Summerland will get a groundwater monitoring well as part of an Okanagan Basin Water Board project.

Summerland will get a groundwater monitoring well as part of an Okanagan Basin Water Board project.

One such well is being drilled this month in the Joe Rich area near Kelowna.

The project is part of the OBWB’s Groundwater Monitoring Project, drilling wells in a number of Okanagan aquifers that have been identified as vulnerable and in need of monitoring because of limited water supply and increasing demand. The wells are being drilled in partnership with B.C. Ministry of Environment, B.C. Ministry of Forests, Lands and Natural Resource Operations, Agriculture and Agri-Food Canada, Environment Canada and various Okanagan local governments.

“Groundwater is one of the biggest unknowns in this valley,” said Dr. Anna Warwick Sears, executive director for the OBWB.

“Groundwater is an important supply of water to many residents in this valley, but because its extraction is currently unlicenced in B.C., we don’t have an accurate measure of how much is being drawn out,” she said. At the same time, recent research indicates there are a number of sensitive aquifers in the valley.

The Joe Rich monitoring well is being drilled in one of 15 Okanagan aquifers identified as sensitive. A number of monitoring wells have already been drilled with two on Anarchist Mountain outside of Osoyoos, two in Oliver, two in Twin Lakes near Keremeos, and one in Spallumcheen. Others are proposed in Summerland,  Ellison, West Kelowna, Penticton and in an aquifer on UBC Okanagan lands.

These monitoring wells will help communities protect, manage and sustain their groundwater supplies and help them in land-use planning decisions that could affect these aquifers.
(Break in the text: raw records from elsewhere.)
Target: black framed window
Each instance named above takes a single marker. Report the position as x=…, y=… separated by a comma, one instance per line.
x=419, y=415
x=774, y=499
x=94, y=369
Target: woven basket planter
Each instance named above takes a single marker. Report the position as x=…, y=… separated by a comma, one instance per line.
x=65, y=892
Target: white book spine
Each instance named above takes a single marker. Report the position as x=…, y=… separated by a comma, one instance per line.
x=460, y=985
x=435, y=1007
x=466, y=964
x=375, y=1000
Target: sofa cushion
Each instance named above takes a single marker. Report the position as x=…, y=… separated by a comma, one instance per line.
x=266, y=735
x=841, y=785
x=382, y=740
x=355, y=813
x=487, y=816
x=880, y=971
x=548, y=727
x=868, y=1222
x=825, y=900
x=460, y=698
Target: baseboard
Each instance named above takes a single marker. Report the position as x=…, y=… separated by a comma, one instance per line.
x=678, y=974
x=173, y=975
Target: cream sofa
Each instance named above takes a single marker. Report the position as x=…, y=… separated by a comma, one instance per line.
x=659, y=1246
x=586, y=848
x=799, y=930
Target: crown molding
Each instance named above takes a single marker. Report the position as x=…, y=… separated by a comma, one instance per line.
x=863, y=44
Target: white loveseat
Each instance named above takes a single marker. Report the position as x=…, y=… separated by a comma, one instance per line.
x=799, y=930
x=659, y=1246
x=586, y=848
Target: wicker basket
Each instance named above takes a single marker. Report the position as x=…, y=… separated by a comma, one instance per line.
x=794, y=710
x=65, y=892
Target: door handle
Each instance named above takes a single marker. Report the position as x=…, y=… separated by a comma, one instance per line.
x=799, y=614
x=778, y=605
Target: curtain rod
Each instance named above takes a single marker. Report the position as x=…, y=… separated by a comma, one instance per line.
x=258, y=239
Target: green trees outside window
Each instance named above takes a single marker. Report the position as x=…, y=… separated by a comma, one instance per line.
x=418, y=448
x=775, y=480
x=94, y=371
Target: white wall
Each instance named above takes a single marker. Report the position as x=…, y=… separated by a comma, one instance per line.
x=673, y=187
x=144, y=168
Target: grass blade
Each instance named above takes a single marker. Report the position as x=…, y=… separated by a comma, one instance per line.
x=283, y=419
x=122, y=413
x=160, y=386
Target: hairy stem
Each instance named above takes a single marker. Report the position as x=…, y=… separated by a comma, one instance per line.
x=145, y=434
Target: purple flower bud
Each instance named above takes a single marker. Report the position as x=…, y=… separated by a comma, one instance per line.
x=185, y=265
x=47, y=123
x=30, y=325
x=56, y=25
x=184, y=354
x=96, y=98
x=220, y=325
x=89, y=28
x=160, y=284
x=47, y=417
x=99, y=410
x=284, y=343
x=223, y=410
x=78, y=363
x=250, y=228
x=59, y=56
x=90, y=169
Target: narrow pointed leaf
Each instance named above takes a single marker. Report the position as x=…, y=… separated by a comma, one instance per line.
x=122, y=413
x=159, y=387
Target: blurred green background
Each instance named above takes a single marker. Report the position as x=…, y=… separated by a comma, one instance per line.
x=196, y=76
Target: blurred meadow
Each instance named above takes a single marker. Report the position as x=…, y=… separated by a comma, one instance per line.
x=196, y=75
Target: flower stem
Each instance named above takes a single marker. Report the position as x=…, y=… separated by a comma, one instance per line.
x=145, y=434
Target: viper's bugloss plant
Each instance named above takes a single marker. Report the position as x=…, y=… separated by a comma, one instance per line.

“The water of this valley is all connected,” noted Warwick Sears, “from the water that flows down our mountains into the creeks, rivers and lakes in the valley bottom, to the water in our underground aquifers that also ends up in our lakes. Monitoring these important water sources is good for Joe Rich and the other communities that have them installed, but also good for the entire valley. Knowing where and how much water we have will help ensure a sustainable supply.”